Studio album by Andy Fairweather Low
- Released: 1975
- Genre: Pop rock
- Length: 37:19
- Label: A&M
- Producer: Glyn Johns

Andy Fairweather Low chronology
| Spider Jiving (1974) | La Booga Rooga (1975) | Be Bop 'n' Holla (1976) |

= La Booga Rooga =

La Booga Rooga was the second solo album by Andy Fairweather Low, and was released by A&M Records in 1975.

It was Fairweather Low's most successful album, with an eclectic musical styling. The opening track was a cover of Clarence Williams' 1933 penned track "My Bucket's Got a Hole in It", which incorporated steel guitar playing by B. J. Cole. Another offering, "Champagne Melody", was styled as lounge music, whilst the album's funk-driven title track became a minor UK hit in March 1976, when covered by an Australian female vocal group, The Surprise Sisters.

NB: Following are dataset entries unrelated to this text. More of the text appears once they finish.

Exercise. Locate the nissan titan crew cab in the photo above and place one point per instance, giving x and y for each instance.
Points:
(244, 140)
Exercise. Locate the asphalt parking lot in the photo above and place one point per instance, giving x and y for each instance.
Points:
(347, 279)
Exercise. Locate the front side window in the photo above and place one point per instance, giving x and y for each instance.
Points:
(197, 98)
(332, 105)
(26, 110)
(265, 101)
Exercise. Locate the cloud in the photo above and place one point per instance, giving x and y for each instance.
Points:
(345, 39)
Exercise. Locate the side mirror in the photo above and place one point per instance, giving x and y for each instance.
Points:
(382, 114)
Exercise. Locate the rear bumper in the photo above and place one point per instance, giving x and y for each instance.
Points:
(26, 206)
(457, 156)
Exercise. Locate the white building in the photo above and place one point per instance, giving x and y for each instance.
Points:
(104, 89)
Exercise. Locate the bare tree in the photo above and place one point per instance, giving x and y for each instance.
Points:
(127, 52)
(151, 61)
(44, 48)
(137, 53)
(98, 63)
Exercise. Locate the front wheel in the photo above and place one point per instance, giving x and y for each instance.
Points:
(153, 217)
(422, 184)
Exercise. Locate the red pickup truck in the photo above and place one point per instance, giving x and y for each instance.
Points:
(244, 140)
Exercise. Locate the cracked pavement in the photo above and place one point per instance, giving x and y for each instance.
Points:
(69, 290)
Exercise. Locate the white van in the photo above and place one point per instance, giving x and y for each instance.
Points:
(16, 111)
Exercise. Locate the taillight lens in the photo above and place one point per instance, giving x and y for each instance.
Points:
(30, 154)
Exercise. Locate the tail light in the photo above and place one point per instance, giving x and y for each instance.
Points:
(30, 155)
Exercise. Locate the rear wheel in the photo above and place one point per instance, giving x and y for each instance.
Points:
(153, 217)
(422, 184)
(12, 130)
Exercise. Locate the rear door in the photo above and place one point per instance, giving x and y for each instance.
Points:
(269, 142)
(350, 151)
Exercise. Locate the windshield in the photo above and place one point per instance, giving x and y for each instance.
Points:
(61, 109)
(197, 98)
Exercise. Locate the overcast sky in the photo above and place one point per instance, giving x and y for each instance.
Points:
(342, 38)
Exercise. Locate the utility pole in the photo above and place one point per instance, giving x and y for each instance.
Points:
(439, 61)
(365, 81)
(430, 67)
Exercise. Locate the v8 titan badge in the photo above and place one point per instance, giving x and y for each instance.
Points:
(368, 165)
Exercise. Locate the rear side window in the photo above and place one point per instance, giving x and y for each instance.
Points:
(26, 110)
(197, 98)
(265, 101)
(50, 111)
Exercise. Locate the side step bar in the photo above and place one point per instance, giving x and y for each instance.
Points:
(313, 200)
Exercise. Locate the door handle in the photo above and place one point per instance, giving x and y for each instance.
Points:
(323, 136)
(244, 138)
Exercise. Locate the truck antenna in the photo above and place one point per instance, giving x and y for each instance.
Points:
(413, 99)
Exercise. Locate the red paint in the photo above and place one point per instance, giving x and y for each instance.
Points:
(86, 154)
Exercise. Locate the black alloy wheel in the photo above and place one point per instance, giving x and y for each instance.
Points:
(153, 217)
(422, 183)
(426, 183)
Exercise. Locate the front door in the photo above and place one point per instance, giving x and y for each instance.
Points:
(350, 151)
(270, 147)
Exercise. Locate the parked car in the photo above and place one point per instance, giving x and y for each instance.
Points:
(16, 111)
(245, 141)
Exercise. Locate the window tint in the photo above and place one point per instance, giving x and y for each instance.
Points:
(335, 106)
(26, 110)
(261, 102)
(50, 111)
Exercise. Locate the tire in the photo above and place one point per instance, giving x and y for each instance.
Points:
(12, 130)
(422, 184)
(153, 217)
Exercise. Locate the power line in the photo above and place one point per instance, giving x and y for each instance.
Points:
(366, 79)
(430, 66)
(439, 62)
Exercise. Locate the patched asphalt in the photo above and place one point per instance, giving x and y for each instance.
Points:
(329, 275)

The album also contained Fairweather Low's biggest selling single, "Wide Eyed and Legless", which reached No. 6 in the UK Singles Chart at Christmas time in 1975. However, his earlier single release of "La Booga Rooga" in September that year, failed to chart. Leo Sayer covered "La Booga Rooga" on his 1978 album, Leo Sayer.

Professional ratings
Review scores
| Source | Rating |
| AllMusic | Star Half star |
| Christgau's Record Guide | A− |
| Rate Your Music | Star Half star |

==Track listing==
All tracks composed by Andy Fairweather Low, except where noted.

Side 1
1. "My Bucket's Got a Hole in It" (Clarence Williams) – 3:11
2. "Jump Up and Turn Around" – 4:02
3. "Halfway to Everything" – 4:04
4. "La Booga Rooga" – 4:11
5. "Champagne Melody" – 3:03

Side 2
1. "If That's What It Takes" – 3:29
2. "8 Ton Crazy" – 3:29
3. "Grease It Up" – 3:10
4. "Wide Eyed and Legless" – 4:00
5. "Inner City Highwayman" – 4:40

==Personnel==
- Andrew Fairweather Low - acoustic and electric guitar, vocals
- Bud Beadle – baritone saxophone
- John "Rabbit" Bundrick – piano, electric piano, organ, Clavinet
- Doreen Chanter – backing vocals
- Irene Chanter – backing vocals
- B. J. Cole – pedal steel guitar, dobro
- John David – bass guitar, backing vocals
- Joe Egan – backing vocals
- Georgie Fame – piano, organ, brass arrangements
- Benny Gallagher – high-strung guitar, vocals, accordion
- Steve Gregory – alto saxophone, brass arrangements
- Jimmy Jewell – tenor saxophone
- Glyn Johns – cabasa, engineering, production
- Kenney Jones – drums, percussion
- Bernie Leadon – acoustic guitar, banjo
- Graham Lyle – 12-string guitar, electric rhythm guitar, backing vocals
- Dave Mattacks – drums
- Gerry Rafferty – backing vocals
- Brian Rogers – string arrangements
- Bruce Rowland – drums
- Barry St. John – backing vocals
- Liza Strike – backing vocals
- Eddie "Tan Tan" Thornton – trumpet
- Joanne Williams – backing vocals
- Technical
- Fabio Nicoli - art direction
- Nick Marshall - design
- Gered Mankowitz - photography

==Later issues==
In 2006, the album was released on CD.